Szene 3. Céphée und die anderen bitten die Götter, Jupiters Sohn bei seinem Kampf gegen Méduse zu unterstützen.

Szene 4. Obwohl er ihre Liebe nicht erwidert, sorgt sich Mérope um Persées Leben.

Szene 5. Andromède und Mérope bekennen einander, dass sie beide Persée lieben (Andromède: „Infortunées qu’un monstre affreux“). Ohne eifersüchtige Gefühle vereinen sie ihre Sorgen um ihn.

Szene 6. Persée gesteht Andromède seine bislang hoffnungslose Liebe.
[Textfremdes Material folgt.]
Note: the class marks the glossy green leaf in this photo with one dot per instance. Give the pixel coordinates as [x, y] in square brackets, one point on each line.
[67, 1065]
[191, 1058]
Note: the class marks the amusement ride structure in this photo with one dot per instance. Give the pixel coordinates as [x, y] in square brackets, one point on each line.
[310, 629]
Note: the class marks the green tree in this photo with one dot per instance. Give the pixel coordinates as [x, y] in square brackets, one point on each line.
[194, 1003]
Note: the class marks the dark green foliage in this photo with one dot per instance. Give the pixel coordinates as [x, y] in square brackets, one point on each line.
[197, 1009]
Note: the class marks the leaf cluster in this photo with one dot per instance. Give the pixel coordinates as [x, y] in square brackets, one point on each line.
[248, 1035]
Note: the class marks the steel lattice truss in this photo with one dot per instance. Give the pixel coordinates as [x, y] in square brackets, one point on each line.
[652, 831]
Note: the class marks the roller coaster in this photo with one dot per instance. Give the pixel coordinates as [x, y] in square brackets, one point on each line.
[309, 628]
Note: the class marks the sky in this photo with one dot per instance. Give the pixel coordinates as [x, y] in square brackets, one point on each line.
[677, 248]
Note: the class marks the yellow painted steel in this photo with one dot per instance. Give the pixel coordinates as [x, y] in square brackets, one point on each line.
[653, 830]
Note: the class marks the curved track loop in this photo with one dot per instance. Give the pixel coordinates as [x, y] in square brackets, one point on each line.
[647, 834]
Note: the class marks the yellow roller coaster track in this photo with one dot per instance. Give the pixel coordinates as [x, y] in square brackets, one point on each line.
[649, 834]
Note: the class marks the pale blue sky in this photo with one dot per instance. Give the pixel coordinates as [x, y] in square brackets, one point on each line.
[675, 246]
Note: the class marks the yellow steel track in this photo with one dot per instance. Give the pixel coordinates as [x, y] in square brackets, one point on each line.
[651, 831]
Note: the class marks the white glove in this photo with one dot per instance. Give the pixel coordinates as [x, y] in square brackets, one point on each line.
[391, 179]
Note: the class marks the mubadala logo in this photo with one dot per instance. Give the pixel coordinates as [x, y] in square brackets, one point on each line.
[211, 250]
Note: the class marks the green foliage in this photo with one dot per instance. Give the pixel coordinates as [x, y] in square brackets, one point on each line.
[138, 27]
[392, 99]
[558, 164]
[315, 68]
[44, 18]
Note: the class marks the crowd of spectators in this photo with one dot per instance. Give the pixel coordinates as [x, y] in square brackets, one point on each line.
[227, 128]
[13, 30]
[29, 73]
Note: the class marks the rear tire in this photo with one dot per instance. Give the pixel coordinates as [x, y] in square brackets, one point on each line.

Er werde sie immer verteidigen, auch wenn sein einziger Lohn darin bestehe, sie sehen zu dürfen. Andromède versichert ihm zunächst, dass ihr Herz weiterhin Phinée gehöre. Sie glaubt, ihn dadurch von dem gefährlichen Kampf abhalten zu können. Erst als diese Taktik keinen Erfolg hat, bekennt auch sie ihm ihre Liebe.

Szene 7. Der Götterbote Mercure teilt Persée mit, dass ihm auf Wunsch seines Vaters Jupiter sämtliche Götter mit Ausnahme Junos ihren Beistand versprochen haben.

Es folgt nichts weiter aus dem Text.